Тотор собрал все силы и попытался разорвать путы, но в результате веревки еще глубже и больней впились в тело.
Он немного подумал. Все очень просто. Руки даже не заломили за голову. Все тело с головы до пят обвязали одной веревкой, сделав узел-удавку на щиколотках и простой узел под мышками. Быстро и экономично. Стоило бы порекомендовать всем полицейским в цивилизованных странах. Хотя, следует признать, руки, плотно прижатые к телу, были все же отчасти свободны, вот только пальцы онемели и затекли.
Тотор сосредоточился. Сейчас перед ним стояла одна-единственная задача — освободиться. Он резко дернулся вперед, потом назад. Веревка на руках чуть-чуть ослабла. Это шанс.
И вдруг сквозь ткань одежды он нащупал рукоятку ножа, что лежал у него в кармане.
— Только последний идиот не воспользуется таким великолепным случаем. Нож рядом с веревкой! Чего ж еще желать?
Правда, нож находился в кармане, а карман прикрывало затекшее запястье, да еще там находился трут, огниво и горсть орехов, похожих на миндаль. Тотор собрал их по дороге и даже успел попробовать. Орешки оказались на вкус весьма приятными… Да, но сейчас не время предаваться, так сказать, гастрономическим мечтам… Надо добраться до ножа… Во что бы то ни стало…
Но ведь дорогу, как известно, осилит идущий.
Рискуя ободрать кожу, Тотор попытался повернуть руку. От усердия он сжал зубы и наморщил лоб. Но увы! Веревка крепко сдавливала кисть. Теперь он увидел, как посинели и распухли пальцы.

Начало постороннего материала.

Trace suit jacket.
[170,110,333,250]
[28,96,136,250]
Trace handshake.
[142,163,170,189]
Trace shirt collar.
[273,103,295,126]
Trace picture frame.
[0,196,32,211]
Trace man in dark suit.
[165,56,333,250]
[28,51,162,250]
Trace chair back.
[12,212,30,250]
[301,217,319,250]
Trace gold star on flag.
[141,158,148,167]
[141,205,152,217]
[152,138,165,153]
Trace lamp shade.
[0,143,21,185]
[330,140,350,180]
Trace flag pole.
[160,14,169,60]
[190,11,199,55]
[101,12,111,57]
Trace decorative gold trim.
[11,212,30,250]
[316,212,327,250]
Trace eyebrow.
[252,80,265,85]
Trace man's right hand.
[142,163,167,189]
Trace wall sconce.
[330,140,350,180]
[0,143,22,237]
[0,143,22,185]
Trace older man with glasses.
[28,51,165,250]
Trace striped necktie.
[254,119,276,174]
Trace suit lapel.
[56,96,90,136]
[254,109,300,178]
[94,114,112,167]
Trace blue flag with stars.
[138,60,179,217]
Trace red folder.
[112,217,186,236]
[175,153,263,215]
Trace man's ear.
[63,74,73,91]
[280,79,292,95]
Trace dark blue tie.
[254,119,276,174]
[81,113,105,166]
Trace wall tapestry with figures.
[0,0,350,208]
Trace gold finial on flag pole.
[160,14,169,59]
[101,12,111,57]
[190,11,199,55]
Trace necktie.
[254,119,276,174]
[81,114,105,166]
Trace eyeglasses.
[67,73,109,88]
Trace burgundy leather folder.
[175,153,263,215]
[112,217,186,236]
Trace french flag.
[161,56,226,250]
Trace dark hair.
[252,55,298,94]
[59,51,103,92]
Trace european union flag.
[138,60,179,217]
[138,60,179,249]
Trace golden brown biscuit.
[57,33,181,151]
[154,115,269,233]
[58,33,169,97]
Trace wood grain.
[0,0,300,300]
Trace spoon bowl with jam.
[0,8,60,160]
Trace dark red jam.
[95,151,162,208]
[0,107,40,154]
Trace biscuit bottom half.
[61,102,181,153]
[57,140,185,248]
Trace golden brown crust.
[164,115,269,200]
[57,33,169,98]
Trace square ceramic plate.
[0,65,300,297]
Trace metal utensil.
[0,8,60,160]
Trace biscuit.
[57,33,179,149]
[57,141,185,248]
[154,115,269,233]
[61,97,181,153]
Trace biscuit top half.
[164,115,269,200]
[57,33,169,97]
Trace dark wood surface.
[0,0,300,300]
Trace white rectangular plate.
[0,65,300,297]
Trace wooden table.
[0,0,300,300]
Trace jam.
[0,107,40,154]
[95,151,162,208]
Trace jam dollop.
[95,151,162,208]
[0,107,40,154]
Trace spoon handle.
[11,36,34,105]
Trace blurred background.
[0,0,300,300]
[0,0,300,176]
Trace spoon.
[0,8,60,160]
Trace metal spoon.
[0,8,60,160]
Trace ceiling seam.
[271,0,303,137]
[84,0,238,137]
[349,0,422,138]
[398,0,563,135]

— Настоящие франкфуртские сосиски! — проворчал парижанин. — К ним бы еще кислой капустки! Однако шутки шутками, а что делать дальше? Во что бы то ни стало необходимо дотянуться до кармана. Иначе я обречен на медленную и мучительную смерть. Зверски хочется есть. Какая мука! Брррр! Неужели мой скелет так и будет белеть среди этих ветвей? Какой-нибудь путешественник однажды снимет его отсюда, чтобы торжественно водрузить под музейное стекло с надписью: «Обезьяна Убанги». Катастрофа! Какое унижение! Но кто это там?
Это было то самое животное, с коим Тотор очень опасался быть спутанным впоследствии, то есть обыкновенная обезьяна. Милая крошка с желтой мордочкой, косматыми бакенбардами и непрерывно мигающими кругленькими глазками.
Она легко взобралась по веткам поваленного дерева и остановилась, чтобы почесаться. Тело Тотора преградило ей путь, и, так как наш герой не двигался, обезьянка как ни в чем не бывало уселась ему на живот и занялась своим туалетом, словно завзятая кокетка.
Тотор почти не дышал, боясь пошевелиться и спугнуть нежданную гостью. В этой обезьянке сейчас была вся его надежда. И он не ошибся.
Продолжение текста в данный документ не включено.